Pulled Apart By Horses - Pulled Apart By Horses
Chris Tapley 28/06/2010
Pulled Apart By Horses' rise to relative prominence is predicated largely on their reputation as one of the most entertaining live acts around. Sure they've had a few single releases but their chaotic live shows over the last few years (supporting the likes of Biffy Clyro, The Bronx and Rolo Tomassi) are what's put them in a position where their debut album is now rather hotly anticipated. Now they're faced with the task of trying to capture that raw energy on record, which thankfully they seem to have achieved. Their style thrives on this energy as well, being essentially a fun album which errs on the poppier end of the post-hardcore spectrum mixed with straight up rock'n'roll.
First single and opening track Back to the Fuck Yeah is a prime example, packed with breakdowns, heavy bass and shrieked vocals which defy it's melodic hook.
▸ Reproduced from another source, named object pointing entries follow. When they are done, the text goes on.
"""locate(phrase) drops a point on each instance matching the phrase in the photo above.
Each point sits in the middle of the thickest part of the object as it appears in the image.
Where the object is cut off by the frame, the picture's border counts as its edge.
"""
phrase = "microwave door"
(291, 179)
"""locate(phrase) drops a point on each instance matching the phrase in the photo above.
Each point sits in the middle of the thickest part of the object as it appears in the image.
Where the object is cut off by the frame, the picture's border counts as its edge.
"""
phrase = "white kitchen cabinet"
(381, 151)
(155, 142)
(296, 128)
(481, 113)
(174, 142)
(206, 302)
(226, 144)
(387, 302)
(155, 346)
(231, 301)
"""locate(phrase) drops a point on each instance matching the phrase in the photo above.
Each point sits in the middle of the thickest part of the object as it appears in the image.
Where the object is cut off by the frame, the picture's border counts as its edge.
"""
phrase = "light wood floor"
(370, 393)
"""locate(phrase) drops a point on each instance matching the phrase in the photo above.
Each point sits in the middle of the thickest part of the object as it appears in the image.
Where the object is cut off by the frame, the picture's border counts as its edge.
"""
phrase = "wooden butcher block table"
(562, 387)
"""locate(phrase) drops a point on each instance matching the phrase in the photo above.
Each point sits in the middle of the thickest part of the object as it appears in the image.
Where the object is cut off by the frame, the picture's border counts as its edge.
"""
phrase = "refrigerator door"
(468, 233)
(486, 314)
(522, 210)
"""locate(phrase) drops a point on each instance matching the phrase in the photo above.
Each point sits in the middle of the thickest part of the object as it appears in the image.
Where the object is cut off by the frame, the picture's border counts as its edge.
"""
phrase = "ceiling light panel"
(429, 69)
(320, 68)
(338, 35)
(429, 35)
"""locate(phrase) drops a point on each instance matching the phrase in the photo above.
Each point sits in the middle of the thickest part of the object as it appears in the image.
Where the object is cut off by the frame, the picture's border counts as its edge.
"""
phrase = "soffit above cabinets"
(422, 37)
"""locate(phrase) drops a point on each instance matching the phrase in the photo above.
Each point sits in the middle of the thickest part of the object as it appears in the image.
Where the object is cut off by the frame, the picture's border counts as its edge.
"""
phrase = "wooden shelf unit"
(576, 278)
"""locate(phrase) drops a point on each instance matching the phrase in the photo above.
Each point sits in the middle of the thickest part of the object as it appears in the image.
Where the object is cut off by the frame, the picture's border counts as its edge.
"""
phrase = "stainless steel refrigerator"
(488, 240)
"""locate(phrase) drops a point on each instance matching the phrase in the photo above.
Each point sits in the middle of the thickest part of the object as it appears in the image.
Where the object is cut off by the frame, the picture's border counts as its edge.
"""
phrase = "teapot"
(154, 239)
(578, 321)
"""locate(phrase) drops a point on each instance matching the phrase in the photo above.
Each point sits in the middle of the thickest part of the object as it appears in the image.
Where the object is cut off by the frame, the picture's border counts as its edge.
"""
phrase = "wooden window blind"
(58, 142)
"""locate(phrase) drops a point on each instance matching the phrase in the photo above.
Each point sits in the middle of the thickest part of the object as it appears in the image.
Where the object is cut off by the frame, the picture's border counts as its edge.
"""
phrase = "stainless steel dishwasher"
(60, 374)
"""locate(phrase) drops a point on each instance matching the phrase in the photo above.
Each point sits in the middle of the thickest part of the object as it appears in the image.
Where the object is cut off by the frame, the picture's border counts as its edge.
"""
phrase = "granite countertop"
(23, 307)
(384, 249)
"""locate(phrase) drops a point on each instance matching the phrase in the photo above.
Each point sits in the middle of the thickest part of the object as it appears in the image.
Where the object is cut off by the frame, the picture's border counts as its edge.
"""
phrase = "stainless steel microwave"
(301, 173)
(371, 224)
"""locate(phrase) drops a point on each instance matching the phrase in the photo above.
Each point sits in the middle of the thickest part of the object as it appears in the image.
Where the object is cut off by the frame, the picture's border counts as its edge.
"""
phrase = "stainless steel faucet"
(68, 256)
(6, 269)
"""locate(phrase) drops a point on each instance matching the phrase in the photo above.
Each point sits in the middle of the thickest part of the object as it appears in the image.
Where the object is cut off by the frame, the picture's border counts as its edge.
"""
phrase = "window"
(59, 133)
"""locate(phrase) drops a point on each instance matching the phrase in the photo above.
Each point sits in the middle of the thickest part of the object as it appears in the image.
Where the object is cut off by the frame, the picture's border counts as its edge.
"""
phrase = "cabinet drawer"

High Five, Swan Dive, Nose Dive recalls The Blood Brothers, and PABH seem to excel in the combination of playful metal and experimental pop tendencies which the former only managed to perfect on their final couple of albums. There isn't much in the way of angst here though, it's just balls to the wall party metal, the best comparison probably being the whiskey soaked grooves of Everytime I Die, the vocals sound not dissimilar to Keith Buckley on a few occasions too, most notably on Yeah Buddy. There are shades of Queens of The Stone Age at their most decadent, particularly in the harmonised backing vocals on the likes of Get Off My Ghost Train and Back to The Fuck Yeah. The vocal refrain of I Punched A Lion in the Throat is difficult not to enjoy, and with Tom Hudson's animalistic yelp you can almost believe that he did.
Closing track Den Horn is a tour de force with it's galloping autonomous riff rounding off the final seven minutes. At just over half an hour the album is a whirlwind experience, and this is the key success here. The record is by no means perfect and the drums could do with being notched up a few levels in the mix to get the full pulverising effect. On occasion the vocals could do with a little more clarity as well, but in practice that may well be at odds with the tone and it's such little imperfections which help to truly capture the spirit of PABH. It's the ragged, feral and uncensored nature of the bands ferocity which makes them so appealing in the first place, to fault that is missing the point somewhat.
Pulled Apart By Horses have crafted a debut album which is, in the finest possible way, very difficult to analyse: it's simply far too much fun. The fact it's such a raucous sonic mess and yet the desire to jump around and tear your throat to shreds by screaming along is still so overwhelming in itself is a solid measure of success.